The Phoenix-based company has lost revenues “approaching $1 billion,” under the export stoppage, said Quirk, mitigated by cost and capital spending cuts. It is unlikely deferred capital spending will resume until a long-term mining agreement is reached, said Adkerson.
Under a temporary permit, extending to October, Freeport could resume copper concentrate exports from Grasberg, the world’s second-biggest copper mine, while negotiating contentious issues that have prevented a longer-term agreement, including divestment, economic and legal protection and domestic smelting investment.

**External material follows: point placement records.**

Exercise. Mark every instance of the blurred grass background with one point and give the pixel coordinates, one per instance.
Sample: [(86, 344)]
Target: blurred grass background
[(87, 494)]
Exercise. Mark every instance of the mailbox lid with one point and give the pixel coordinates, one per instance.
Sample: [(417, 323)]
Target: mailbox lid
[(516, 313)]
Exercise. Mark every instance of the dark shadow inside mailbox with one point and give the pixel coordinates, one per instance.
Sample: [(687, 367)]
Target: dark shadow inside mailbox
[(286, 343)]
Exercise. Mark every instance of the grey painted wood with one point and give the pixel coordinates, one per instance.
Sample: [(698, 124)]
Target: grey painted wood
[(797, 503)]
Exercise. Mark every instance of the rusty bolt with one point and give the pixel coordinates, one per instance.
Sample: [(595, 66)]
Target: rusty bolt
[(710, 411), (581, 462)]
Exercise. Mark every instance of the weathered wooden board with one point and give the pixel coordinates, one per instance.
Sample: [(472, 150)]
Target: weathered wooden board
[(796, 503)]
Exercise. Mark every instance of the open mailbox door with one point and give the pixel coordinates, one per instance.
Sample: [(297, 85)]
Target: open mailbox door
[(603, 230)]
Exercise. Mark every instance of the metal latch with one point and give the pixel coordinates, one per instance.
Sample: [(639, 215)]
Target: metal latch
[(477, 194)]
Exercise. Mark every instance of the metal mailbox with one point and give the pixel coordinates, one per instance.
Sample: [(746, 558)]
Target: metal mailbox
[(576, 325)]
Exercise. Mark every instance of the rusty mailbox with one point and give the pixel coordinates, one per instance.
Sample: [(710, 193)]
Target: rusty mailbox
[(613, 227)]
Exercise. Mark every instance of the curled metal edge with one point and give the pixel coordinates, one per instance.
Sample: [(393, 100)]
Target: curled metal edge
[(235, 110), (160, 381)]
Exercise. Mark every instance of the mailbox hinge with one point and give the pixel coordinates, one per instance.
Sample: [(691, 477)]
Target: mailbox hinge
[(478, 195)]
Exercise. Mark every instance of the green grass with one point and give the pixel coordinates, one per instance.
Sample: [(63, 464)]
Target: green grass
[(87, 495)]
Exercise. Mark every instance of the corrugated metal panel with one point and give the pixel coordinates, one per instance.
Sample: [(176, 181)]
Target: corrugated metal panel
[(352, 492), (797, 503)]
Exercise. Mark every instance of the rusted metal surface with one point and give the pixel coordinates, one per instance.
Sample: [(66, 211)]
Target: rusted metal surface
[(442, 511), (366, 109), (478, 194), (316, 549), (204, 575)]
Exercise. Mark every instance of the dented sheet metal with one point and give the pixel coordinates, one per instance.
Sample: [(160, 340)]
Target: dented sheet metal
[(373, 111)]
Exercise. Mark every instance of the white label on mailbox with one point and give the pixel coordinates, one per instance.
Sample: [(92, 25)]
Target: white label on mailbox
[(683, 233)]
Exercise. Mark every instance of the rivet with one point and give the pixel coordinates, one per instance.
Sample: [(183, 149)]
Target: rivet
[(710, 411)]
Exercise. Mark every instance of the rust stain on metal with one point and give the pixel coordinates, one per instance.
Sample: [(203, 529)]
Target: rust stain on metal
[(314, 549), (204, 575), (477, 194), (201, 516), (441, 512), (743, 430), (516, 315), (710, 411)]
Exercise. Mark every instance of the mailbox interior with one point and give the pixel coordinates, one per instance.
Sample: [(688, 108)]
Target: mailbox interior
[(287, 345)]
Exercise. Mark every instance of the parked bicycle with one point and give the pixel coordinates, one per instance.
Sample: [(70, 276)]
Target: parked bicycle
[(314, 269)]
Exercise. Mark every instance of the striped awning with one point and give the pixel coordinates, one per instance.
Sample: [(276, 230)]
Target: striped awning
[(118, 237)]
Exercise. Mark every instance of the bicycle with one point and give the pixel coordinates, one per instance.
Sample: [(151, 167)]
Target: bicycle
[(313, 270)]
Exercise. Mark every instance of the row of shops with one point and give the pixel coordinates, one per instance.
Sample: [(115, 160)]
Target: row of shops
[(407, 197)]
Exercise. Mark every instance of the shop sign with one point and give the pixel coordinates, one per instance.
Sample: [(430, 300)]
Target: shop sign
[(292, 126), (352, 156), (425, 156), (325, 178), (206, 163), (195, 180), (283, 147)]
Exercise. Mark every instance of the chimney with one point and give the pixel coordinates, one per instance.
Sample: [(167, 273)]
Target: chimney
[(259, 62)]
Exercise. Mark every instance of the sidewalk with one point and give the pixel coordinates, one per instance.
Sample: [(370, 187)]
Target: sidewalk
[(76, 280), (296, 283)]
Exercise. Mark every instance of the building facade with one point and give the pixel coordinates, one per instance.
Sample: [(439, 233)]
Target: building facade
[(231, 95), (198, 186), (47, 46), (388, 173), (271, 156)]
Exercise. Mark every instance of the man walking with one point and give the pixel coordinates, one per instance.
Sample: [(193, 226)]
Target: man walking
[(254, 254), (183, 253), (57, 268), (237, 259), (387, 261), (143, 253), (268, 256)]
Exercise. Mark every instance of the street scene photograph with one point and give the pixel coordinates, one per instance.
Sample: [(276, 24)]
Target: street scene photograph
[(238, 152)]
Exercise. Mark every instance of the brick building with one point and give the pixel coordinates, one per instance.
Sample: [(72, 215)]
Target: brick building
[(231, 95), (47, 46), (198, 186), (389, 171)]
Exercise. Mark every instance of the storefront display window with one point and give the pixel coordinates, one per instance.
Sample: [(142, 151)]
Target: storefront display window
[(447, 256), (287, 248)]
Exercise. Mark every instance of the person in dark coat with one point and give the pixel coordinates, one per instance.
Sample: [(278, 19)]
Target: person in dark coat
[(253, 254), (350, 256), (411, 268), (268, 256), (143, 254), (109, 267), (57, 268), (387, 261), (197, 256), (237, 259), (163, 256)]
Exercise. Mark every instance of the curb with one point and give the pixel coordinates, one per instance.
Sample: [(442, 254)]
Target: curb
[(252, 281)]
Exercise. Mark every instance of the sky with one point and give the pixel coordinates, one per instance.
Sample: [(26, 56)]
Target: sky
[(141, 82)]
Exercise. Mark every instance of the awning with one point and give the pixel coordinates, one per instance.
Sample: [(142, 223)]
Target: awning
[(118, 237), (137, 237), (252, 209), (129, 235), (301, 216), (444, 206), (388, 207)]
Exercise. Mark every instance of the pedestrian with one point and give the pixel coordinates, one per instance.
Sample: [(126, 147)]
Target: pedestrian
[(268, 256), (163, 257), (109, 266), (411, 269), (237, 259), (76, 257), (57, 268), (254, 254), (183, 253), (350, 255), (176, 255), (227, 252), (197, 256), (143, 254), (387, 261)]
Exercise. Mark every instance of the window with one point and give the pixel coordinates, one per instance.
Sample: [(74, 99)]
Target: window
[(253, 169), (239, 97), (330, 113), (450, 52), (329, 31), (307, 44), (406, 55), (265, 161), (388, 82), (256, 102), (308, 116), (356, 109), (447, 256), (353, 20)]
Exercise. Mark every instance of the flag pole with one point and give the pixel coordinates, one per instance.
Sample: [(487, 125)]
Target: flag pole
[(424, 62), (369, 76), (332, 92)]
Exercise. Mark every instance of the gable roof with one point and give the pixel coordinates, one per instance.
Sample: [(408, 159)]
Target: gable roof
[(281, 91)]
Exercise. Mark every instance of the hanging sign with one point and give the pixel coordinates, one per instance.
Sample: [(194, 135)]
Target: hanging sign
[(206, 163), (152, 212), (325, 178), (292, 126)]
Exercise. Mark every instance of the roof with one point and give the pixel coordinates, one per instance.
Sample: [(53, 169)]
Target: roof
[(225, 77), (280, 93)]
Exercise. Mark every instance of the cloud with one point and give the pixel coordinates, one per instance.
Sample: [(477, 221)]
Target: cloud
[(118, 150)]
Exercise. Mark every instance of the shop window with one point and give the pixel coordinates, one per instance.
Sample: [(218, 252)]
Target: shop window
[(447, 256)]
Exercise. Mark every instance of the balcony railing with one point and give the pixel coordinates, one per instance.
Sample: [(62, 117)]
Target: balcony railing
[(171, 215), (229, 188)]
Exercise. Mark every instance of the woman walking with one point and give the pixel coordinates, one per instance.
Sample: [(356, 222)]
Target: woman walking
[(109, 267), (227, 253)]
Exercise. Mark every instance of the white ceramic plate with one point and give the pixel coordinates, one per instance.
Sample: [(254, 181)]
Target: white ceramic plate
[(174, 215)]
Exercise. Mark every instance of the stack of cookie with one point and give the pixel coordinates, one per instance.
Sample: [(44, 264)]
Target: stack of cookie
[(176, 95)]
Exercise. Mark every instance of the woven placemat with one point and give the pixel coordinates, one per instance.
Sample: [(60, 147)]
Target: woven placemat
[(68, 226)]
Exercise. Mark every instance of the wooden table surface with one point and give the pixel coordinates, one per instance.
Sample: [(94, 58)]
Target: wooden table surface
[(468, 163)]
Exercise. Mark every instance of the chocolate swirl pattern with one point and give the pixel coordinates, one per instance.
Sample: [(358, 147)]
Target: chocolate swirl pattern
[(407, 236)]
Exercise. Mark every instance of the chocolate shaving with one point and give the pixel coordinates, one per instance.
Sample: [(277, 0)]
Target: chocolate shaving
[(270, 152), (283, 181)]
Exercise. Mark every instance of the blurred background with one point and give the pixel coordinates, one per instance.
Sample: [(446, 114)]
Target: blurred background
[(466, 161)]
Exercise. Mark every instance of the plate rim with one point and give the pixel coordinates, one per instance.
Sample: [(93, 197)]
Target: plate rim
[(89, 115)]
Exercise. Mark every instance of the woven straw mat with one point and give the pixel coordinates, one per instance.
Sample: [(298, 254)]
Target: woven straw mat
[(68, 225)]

Freeport plans to boost Grasberg production from 40 percent currently to full capacity in a matter of weeks after receiving the short-term permit, Quirk said.
Freeport insists any new permit must have the same fiscal and legal guarantees as under its 30-year mining contract. The company has warned that if the matter is unresolved by June 17, it could go to arbitration and seek damages. A temporary permit does not affect that timeline, but Adkerson said there is no reason for arbitration if negotiations progress.
Shareholder pressure is mounting on Freeport to stand up to the government. The issue could emerge during a visit to Indonesia by U.S. Vice President Mike Pence this month, part of a larger Asian tour reported by the media.
Freeport’s ban, coupled with a strike at BHP Billiton’s Escondida mine in Chile, the world’s biggest copper mine, pushed copper prices to 20-month highs of $6,204 a tonne on the London Metal Exchange in February.